Segundo Malinda, apesar das diferenças religiosas, os moradores e as freiras perceberam que compartilhavam os mesmos valores de preservação dos recursos naturais. “Eu sou pastora menonita e meu marido é professor de estudos de religião, e nós valorizamos e respeitamos muito o que elas fazem”, conta. “Foi um entendimento imediato em relação à necessidade de preservar essa terra e os nossos direitos religiosos.”

A capela também se tornou um símbolo de coexistência e união. Toda semana, as freiras e a comunidade realizam juntas o que chamam de vigília, um encontro de cerca de uma hora em que o grupo lê trechos de livros e canta músicas compostas pelos moradores – a maioria com letras que mencionam o gasoduto e a empresa Williams.

“Esse lugar é sagrado porque a gente vem aqui toda semana, duas ou três vezes na semana, para reverenciar a terra, reverenciar Deus”, conta a irmã George Ann. “Convidamos todas as pessoas, não importa a fé ou religião, e pedimos que rezem pela terra. Tivemos a comunidade judaica aqui, os menonitas, os protestantes, os católicos, os metodistas. E nós nos juntamos, porque somos uma comunidade, somos uma unidade.”

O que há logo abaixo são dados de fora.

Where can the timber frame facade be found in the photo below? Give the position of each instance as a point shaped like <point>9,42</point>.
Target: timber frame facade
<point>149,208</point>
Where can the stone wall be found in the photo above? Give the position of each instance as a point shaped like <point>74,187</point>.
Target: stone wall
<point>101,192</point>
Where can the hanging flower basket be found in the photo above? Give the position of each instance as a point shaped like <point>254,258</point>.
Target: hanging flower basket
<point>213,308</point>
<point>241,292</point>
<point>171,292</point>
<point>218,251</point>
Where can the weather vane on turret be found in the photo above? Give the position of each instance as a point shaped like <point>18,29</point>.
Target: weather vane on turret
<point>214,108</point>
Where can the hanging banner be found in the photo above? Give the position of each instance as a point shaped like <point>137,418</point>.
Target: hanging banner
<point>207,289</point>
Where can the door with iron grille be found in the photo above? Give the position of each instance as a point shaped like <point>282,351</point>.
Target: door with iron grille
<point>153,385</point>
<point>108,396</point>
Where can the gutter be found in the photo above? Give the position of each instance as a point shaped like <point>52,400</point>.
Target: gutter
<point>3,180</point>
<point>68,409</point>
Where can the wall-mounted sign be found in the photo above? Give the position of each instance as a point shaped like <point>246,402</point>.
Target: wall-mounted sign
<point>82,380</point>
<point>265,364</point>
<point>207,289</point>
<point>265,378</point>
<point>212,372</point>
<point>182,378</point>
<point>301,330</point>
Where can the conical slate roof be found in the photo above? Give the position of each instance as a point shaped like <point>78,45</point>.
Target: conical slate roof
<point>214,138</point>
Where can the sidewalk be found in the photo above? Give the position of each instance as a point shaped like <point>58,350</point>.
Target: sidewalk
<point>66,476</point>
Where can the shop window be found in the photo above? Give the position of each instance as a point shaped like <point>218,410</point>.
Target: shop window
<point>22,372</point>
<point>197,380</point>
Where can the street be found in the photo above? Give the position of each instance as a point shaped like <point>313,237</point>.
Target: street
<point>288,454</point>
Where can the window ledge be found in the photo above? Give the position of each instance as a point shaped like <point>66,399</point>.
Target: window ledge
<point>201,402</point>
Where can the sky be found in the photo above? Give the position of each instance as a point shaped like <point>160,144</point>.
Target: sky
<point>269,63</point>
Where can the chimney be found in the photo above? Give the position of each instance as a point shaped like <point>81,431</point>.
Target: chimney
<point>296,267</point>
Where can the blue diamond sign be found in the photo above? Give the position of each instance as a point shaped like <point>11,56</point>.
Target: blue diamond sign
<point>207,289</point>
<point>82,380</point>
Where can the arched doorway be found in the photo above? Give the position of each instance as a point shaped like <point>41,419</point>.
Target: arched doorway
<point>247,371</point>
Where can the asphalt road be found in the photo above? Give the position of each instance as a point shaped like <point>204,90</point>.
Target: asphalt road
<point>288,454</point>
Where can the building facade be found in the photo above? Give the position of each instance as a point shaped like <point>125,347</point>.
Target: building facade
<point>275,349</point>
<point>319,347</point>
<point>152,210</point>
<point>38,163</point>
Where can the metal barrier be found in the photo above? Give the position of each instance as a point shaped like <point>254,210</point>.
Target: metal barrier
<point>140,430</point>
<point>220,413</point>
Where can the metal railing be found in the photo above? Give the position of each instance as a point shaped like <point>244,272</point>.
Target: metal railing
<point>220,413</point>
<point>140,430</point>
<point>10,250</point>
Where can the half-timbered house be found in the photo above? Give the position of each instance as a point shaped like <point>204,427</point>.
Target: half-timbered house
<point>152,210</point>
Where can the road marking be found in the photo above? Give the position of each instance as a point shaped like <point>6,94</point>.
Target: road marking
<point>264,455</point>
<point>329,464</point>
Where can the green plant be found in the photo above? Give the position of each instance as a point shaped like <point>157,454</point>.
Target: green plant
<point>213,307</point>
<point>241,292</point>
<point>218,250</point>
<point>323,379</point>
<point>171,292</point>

A pastora metodista Christine Elliot é um exemplo dessa comunhão. Em outubro, ela veio do estado de Massachusetts só para participar de uma ação contra o gasoduto na capela. “Li sobre essa capela, que fica no meio da plantação de milho, e senti um chamado para participar, mesmo morando longe. Tenho as mesmas convicções que as freiras e a ONG sobre a Criação ser sagrada e que [a construção do gasoduto] é perigosa.” Para ela, o fato de que muitas religiões se unem na capela é “algo maravilhoso”, define. “É uma ação de base espiritual que une as pessoas, e é disso que precisamos.”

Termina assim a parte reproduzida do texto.